Leaders of the ready-made garments (RMG) sector have renewed their call for uninterrupted power and energy supply, consistent policy support, and investment in workforce development to help the industry reach the ambitious $100 billion export target set by the government.
The appeal was made on Wednesday during the unveiling of a 12-point manifesto by the Sammilito Parishad panel of the Bangladesh Garment Manufacturers and Exporters Association (BGMEA).
The event, held in Dhaka, comes ahead of the BGMEA election scheduled for 28 May, which will determine 35 directors tasked with steering the country’s leading RMG trade body through the 2025–27 term.
Speaking at the event, panel leader and Chaiti Group owner Md Abul Kalam described the current period as one of the most challenging for the industry, citing energy shortages, global economic instability, and shifting trade dynamics.
He stressed the urgent need for government intervention to ensure reliable infrastructure, stable policies, and skills enhancement programmes to safeguard the sector’s competitiveness.

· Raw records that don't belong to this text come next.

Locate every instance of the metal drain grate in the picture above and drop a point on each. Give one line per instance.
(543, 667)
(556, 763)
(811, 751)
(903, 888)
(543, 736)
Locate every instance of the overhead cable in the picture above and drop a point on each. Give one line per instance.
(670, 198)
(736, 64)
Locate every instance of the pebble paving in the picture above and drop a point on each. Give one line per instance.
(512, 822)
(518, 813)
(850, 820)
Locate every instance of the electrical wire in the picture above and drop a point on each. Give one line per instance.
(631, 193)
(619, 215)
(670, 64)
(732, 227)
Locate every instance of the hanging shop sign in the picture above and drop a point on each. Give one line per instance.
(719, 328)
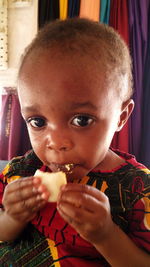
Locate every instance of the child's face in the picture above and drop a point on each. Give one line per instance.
(71, 114)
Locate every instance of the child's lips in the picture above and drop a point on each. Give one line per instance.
(67, 167)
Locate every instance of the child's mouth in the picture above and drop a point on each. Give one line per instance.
(67, 168)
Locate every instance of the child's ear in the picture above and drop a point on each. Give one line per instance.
(126, 110)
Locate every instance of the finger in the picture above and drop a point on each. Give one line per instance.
(19, 184)
(34, 203)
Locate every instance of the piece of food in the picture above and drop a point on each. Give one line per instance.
(53, 182)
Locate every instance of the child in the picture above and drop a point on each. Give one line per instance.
(74, 88)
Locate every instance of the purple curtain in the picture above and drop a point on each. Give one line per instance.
(138, 27)
(14, 139)
(145, 136)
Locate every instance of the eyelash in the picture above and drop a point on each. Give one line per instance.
(36, 120)
(78, 121)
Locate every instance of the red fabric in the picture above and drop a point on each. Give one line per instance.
(119, 21)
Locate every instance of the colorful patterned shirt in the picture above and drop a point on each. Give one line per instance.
(49, 241)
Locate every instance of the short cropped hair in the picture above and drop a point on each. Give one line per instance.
(87, 38)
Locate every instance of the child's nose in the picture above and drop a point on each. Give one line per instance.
(56, 141)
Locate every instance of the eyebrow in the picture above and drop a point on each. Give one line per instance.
(74, 105)
(87, 104)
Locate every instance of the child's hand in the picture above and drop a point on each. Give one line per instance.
(87, 210)
(23, 198)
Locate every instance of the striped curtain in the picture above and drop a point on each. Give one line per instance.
(3, 35)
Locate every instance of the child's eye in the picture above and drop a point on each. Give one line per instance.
(36, 122)
(82, 121)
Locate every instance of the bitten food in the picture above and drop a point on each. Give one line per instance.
(53, 182)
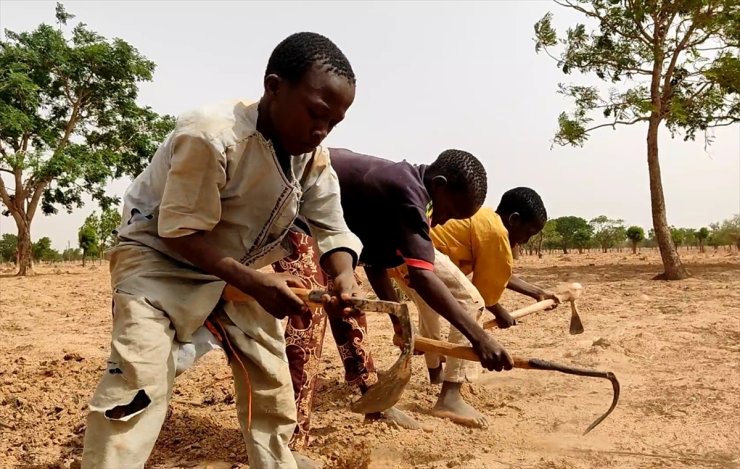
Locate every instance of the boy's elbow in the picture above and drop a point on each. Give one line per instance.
(420, 279)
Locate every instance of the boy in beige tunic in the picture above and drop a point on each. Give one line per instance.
(214, 206)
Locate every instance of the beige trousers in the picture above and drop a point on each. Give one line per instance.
(130, 403)
(456, 370)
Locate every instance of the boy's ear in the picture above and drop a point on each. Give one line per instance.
(272, 84)
(439, 180)
(515, 219)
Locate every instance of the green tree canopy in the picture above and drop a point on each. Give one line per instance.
(673, 63)
(69, 121)
(608, 233)
(573, 231)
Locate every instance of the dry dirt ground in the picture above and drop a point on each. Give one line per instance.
(674, 346)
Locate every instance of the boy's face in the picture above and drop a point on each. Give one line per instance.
(302, 114)
(520, 231)
(449, 205)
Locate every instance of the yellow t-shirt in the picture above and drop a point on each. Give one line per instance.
(479, 245)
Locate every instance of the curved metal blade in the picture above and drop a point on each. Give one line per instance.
(391, 383)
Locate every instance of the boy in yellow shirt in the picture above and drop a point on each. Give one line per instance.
(482, 246)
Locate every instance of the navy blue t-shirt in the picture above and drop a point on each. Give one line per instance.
(386, 205)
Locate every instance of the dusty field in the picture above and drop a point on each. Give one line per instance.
(674, 346)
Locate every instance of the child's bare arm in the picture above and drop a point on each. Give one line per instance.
(438, 297)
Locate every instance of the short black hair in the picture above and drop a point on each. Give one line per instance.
(524, 201)
(295, 54)
(464, 173)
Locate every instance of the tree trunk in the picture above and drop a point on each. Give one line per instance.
(516, 251)
(673, 268)
(25, 252)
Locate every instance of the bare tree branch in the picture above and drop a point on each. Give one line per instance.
(640, 28)
(614, 124)
(731, 120)
(603, 20)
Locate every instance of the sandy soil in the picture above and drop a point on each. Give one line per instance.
(674, 346)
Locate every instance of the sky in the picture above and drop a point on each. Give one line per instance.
(431, 75)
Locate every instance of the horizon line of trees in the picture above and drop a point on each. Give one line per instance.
(571, 233)
(566, 234)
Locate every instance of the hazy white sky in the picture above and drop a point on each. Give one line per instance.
(431, 76)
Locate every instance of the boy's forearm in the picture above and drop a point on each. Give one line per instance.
(525, 288)
(383, 287)
(381, 284)
(497, 310)
(196, 250)
(434, 292)
(338, 262)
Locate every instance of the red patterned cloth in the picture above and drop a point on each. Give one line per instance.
(304, 338)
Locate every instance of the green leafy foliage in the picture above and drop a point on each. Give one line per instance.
(573, 232)
(69, 121)
(608, 233)
(672, 63)
(690, 47)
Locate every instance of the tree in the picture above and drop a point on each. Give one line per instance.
(69, 121)
(72, 254)
(41, 249)
(88, 238)
(635, 234)
(607, 233)
(678, 236)
(574, 232)
(701, 235)
(108, 223)
(8, 248)
(689, 237)
(681, 68)
(726, 233)
(550, 237)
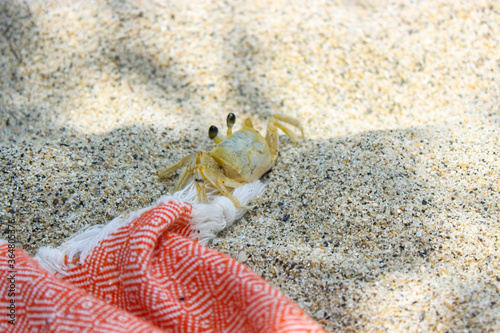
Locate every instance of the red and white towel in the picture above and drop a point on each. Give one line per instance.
(148, 272)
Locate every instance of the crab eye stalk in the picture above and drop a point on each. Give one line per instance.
(231, 119)
(212, 134)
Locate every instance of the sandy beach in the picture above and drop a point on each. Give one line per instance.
(385, 218)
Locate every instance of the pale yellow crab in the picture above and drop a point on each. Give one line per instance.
(240, 157)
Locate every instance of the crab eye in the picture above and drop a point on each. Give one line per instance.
(212, 132)
(231, 119)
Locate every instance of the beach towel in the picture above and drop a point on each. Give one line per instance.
(149, 271)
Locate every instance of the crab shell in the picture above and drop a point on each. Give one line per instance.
(243, 155)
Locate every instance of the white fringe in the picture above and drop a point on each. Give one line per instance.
(207, 220)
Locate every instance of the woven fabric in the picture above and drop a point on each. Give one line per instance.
(148, 273)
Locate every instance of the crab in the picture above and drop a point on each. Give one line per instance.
(238, 158)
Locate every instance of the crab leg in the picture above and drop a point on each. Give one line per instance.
(273, 124)
(220, 181)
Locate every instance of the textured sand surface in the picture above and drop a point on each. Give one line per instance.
(385, 219)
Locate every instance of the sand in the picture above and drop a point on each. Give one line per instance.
(386, 218)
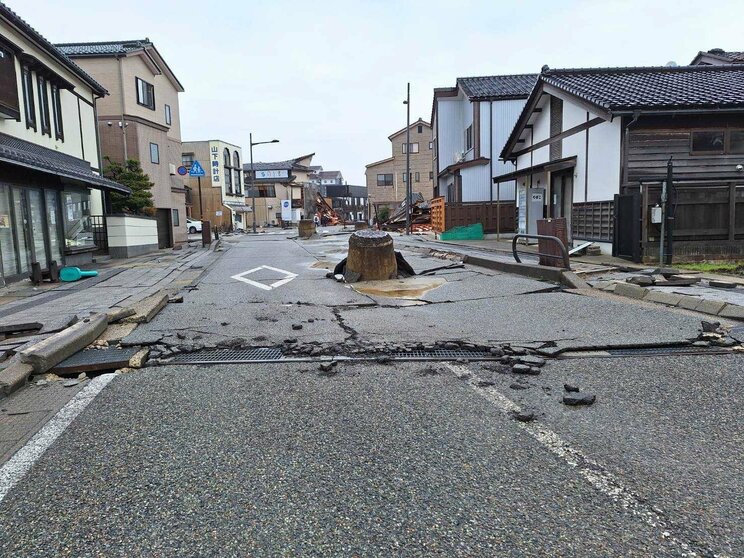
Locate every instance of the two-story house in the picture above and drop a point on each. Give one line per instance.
(140, 119)
(279, 190)
(386, 179)
(219, 196)
(51, 188)
(471, 122)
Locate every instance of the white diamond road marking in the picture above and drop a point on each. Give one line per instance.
(242, 277)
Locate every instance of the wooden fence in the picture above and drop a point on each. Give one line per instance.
(446, 215)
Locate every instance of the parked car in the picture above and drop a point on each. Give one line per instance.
(193, 226)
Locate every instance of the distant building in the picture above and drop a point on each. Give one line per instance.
(349, 201)
(386, 179)
(52, 194)
(221, 200)
(140, 119)
(277, 182)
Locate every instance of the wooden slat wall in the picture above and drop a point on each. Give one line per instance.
(469, 213)
(593, 221)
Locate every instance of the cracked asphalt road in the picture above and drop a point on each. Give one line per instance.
(403, 459)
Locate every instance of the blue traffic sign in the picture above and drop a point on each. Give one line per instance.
(197, 169)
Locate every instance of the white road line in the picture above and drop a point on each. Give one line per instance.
(601, 479)
(18, 465)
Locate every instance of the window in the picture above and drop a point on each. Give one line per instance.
(384, 179)
(29, 109)
(59, 132)
(145, 94)
(8, 85)
(46, 127)
(236, 171)
(228, 175)
(736, 142)
(708, 141)
(154, 153)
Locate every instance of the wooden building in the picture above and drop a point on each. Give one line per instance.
(594, 145)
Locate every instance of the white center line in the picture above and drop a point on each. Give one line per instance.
(601, 479)
(18, 465)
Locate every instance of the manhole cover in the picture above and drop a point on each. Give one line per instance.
(93, 360)
(224, 356)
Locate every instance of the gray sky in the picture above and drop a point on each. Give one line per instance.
(330, 76)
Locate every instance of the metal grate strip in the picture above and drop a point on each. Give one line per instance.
(218, 356)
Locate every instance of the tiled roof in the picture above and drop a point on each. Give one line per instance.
(625, 89)
(107, 48)
(61, 57)
(26, 154)
(489, 87)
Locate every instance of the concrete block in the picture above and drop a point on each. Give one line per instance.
(14, 376)
(147, 308)
(689, 302)
(670, 299)
(733, 311)
(630, 290)
(710, 306)
(56, 348)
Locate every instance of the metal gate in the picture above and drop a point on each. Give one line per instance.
(626, 242)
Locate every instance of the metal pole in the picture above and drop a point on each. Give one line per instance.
(201, 204)
(253, 184)
(409, 186)
(669, 212)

TEAM Group Managing Director Abdullah Hil Rakib underscored the need to diversify beyond the country’s traditional cotton-based production model and invest in man-made fibre (MMF), which now constitutes 76% of the global RMG trade.
By contrast, only 16% of Bangladesh’s garment output uses MMF, compared to 42% in China and 46% in Vietnam.
Rakib also criticised the high interest rates charged by local banks, arguing that current financing conditions disproportionately benefit bankers and buyers at the expense of manufacturers.
He called for more affordable financing options and fairer pricing from international buyers.
Rakib further expressed concern over the escalating threat of a US-led global tariff war, warning that new trade barriers could significantly harm the country’s export potential if not addressed through proactive diplomatic and trade strategies.
Former BGMEA president Faruque Hassan also addressed the event, urging the government to delay Bangladesh’s planned graduation from Least Developed Country (LDC) status, currently set for 2026.
He proposed extending the timeline to 2031 or 2032 to allow the industry more time to adapt to the loss of preferential trade benefits, including duty-free access and development assistance.
While LDC graduation represents a significant developmental milestone, industry leaders have cautioned that it could disrupt export growth, reduce foreign exchange earnings, and undermine competitiveness unless adequate transitional measures are put in place.
The RMG sector remains the backbone of Bangladesh’s economy, accounting for over 80% of the country’s total export earnings and employing more than four million workers, the majority of them women.
Achieving the $100 billion export milestone, leaders emphasised, will require not only access to stable energy and affordable financing, but also well-coordinated policy support and strategic investment—priorities that Sammilito Parishad is seeking to champion in the upcoming BGMEA election and beyond.